Kita berada di tempat yang jauh, tak ada seorang pun yang mengenal kita di sini, bahkan kita sendiri tak mengenalinya. Kita berada jauh dari orang-orang yang kita kenal, jauh dari lingkungan yang biasa kita jamah, dan jika kau terus terdiam, lalu apa artinya? Aku sedang menunggu mu bicara Fir!, aku menunggu mu mengungkapkan maksudmu, bicaralah!!, aku mohon!!
“Lail, aku ingin bicara tentang sesuatu” Akhirnya kamu mulai bicara, aku sudah lama sekali menunggu mu mengucap hal itu. Sekarang bicaralah!
“Silakan.”
“Aku ingin mengenal dirimu lebih dekat lagi, Lail,” Aku juga menginginkannya Fir, aku juga menginginkan hal itu. Apa yang kamu katakan itu sama dengan keinginanku saat ini.
“Kalau yang kau maksud lebih dekat adalah dengan cara aku menjadi pacarmu. Maaf Fir, usiaku sudah bukan usia untuk main-main, dan aku juga tak mau melakukan hal yang sia-sia.” Maaf Fir, saat itu aku hanya menyembunyikan perasaan ku.

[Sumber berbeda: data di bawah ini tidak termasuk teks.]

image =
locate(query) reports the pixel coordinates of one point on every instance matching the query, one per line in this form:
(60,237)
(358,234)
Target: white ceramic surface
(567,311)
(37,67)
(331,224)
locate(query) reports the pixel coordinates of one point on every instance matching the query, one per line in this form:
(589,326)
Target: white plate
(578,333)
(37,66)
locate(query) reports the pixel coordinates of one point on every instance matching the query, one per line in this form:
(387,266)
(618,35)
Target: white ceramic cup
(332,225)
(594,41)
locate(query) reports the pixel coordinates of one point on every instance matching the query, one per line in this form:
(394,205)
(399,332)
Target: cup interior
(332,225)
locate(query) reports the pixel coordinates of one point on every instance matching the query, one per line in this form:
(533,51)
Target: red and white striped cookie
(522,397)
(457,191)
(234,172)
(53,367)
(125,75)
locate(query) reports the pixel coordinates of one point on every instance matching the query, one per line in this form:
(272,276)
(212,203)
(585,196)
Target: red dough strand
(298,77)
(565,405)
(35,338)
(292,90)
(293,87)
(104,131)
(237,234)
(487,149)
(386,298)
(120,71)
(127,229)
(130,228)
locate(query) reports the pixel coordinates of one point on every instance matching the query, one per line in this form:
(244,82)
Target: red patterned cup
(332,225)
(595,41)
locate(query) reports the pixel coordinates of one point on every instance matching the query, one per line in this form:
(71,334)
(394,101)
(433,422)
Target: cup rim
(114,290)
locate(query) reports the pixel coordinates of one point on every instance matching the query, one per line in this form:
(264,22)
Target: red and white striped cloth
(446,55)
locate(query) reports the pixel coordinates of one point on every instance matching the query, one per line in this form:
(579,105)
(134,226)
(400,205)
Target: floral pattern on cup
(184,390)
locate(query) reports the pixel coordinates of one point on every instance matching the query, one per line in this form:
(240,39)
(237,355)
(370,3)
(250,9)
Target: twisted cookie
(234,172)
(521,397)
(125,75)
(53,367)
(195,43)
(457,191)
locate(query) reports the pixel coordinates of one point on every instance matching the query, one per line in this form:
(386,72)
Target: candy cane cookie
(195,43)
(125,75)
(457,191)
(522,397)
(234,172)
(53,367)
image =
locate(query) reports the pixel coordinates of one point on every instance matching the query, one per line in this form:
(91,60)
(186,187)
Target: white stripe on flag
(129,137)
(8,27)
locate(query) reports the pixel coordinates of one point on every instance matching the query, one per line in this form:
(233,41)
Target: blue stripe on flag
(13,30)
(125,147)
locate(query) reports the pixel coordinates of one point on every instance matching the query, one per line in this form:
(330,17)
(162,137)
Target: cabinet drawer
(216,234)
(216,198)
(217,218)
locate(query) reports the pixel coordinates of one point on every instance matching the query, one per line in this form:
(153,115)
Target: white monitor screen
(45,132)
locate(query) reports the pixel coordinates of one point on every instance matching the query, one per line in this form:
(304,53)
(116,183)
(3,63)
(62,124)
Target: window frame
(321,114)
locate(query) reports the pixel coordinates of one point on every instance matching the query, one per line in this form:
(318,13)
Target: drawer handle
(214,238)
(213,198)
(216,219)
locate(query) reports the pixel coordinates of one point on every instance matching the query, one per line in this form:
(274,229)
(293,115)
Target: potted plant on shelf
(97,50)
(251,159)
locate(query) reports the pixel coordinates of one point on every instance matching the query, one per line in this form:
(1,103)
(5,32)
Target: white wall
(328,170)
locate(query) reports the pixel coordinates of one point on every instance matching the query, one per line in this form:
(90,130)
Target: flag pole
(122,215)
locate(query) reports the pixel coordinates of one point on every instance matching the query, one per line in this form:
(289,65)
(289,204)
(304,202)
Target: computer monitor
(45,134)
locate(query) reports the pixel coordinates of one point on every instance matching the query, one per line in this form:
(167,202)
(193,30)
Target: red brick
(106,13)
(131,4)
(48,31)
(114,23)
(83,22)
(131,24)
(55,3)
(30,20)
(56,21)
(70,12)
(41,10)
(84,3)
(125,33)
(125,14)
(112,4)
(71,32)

“Lail, dengarkan aku dulu,” aku sudah mengerti, kamu sangat memahami ku Fir, aku pun ingin serius denganmu. “Biarkan aku menjelaskan semuanya dulu, setelah itu silakan kamu putuskan.”
“Baiklah,” aku ingin mendengarkan semua penjelasan darimu, aku sangat ingin mendengarnya darimu. “Aku akan mendengarnya, tapi setelah itu aku yang memutuskan semuanya,” aku sangat mengharapkan penjelasan mu itu Fir.
“Lail aku memang tak pandai mengungkapkan perasaan ku, namun dengan ini semoga kamu mengerti.” Kamu memulainya dengan sangat manis Fir, aku luluh. “Akan ku mulai dengan perasaan ku padamu, terlebih dahulu.” Dirimu telah mendapatkannya. “Aku jatuh hati padamu.”
“Lail, aku akui segala tentangmu membuatku jatuh hati, sehalanya membuatku mengerti betapa keras aku harus memperjuangkan dirimu.” Fir, tahukah dirimu, kata-kata itu menembus jantung hatiku. “Sebab dirimu istimewa Lail, dirimu sangat berbeda.” Fir, aku tersanjung dengan pujian darimu.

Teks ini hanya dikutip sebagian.